Liberal Member of the Legislative Council Rob Lucas said today that a centrepiece of the Rann Government’s budget forward estimates are claimed savings of $130 million over three years (increasing to $60 million per year) from centralising functions such as payroll, information technology and human resources into one or two Shared Services centres.
“During last year’s Estimates Committee (October 18), Treasurer Kevin Foley referred to the WA experience as a model and justification for his proposed reforms.”
“…I was talking to the West Australian Minister responsible for Shared Services and he said that West Australian has put a figure into its budget of $150 million, that it expects to get from Shared Services.”
Mr Lucas said the WA Auditor General in the last week has reported that the WA reforms were ‘under serious threat’ and that key components of the project had not been delivered.
“He also reported that implementation costs were significantly higher than expected and that after three years’ experience the WA Treasury Department was now preparing a new business case for Government which will include ‘a revised project budget and forecast return.’
“The report notes that WA was hoping to save $55 million per year (and not $150 million as claimed by Mr Foley) compared to the more ambitious $60 million per year claimed for South Australia,” Mr Lucas said.
In summary, the Auditor General concluded that:
“The Shared Services project is known to be in trouble.
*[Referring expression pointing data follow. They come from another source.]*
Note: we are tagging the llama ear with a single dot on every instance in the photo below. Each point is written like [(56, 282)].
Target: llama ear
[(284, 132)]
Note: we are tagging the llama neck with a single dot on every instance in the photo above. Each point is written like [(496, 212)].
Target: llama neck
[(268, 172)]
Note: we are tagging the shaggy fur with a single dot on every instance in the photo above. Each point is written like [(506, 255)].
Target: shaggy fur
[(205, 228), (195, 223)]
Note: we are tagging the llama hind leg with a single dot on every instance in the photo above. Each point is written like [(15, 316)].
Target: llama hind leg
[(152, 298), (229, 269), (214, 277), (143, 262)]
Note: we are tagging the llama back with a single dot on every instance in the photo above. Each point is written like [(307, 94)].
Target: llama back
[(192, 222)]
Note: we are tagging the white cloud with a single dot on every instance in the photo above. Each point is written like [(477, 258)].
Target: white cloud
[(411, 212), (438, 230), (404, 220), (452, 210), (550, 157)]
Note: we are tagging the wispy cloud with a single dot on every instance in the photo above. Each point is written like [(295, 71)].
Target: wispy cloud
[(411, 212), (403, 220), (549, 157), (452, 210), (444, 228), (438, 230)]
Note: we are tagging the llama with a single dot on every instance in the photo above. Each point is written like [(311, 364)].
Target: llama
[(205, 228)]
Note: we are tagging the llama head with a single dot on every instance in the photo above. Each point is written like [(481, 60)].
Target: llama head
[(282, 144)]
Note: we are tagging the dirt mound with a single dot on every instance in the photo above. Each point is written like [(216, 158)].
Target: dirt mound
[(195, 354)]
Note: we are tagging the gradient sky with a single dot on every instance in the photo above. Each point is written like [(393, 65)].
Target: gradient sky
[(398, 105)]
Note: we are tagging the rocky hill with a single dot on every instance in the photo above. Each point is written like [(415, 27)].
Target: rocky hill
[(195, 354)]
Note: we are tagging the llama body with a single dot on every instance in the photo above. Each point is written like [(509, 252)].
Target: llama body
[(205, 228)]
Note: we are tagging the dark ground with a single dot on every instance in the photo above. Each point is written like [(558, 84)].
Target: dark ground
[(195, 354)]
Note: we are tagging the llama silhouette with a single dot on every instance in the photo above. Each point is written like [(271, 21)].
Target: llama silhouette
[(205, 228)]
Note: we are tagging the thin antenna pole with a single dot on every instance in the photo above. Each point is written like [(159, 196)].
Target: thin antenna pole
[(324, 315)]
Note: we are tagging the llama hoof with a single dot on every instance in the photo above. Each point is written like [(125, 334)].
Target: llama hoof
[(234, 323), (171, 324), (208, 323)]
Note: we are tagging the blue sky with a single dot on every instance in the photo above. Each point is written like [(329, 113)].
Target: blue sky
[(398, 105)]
It is behind schedule and over budget.”
A senior source within Treasury in SA has advised the Opposition that the WA report confirms many of the concerns held by many Treasury officers about the claimed cost savings for the SA model. Some of those concerns include:
• Doubts that claimed savings of $60 million per year can be achieved;
• Implementation costs will be significantly higher than claimed and that agencies are concerned that increased costs of implementation might not have been properly factored into the budget;
• Agency doubts that claimed savings of 600 FTE staff can be achieved; and,
• The proposed project management arrangements with Minister Wright being given total responsibility for the project will not work.
“Obviously, if the claimed savings of $60 million per year are not achieved, there will be a ‘black hole’ in the Rann Government’s budget forward estimates.”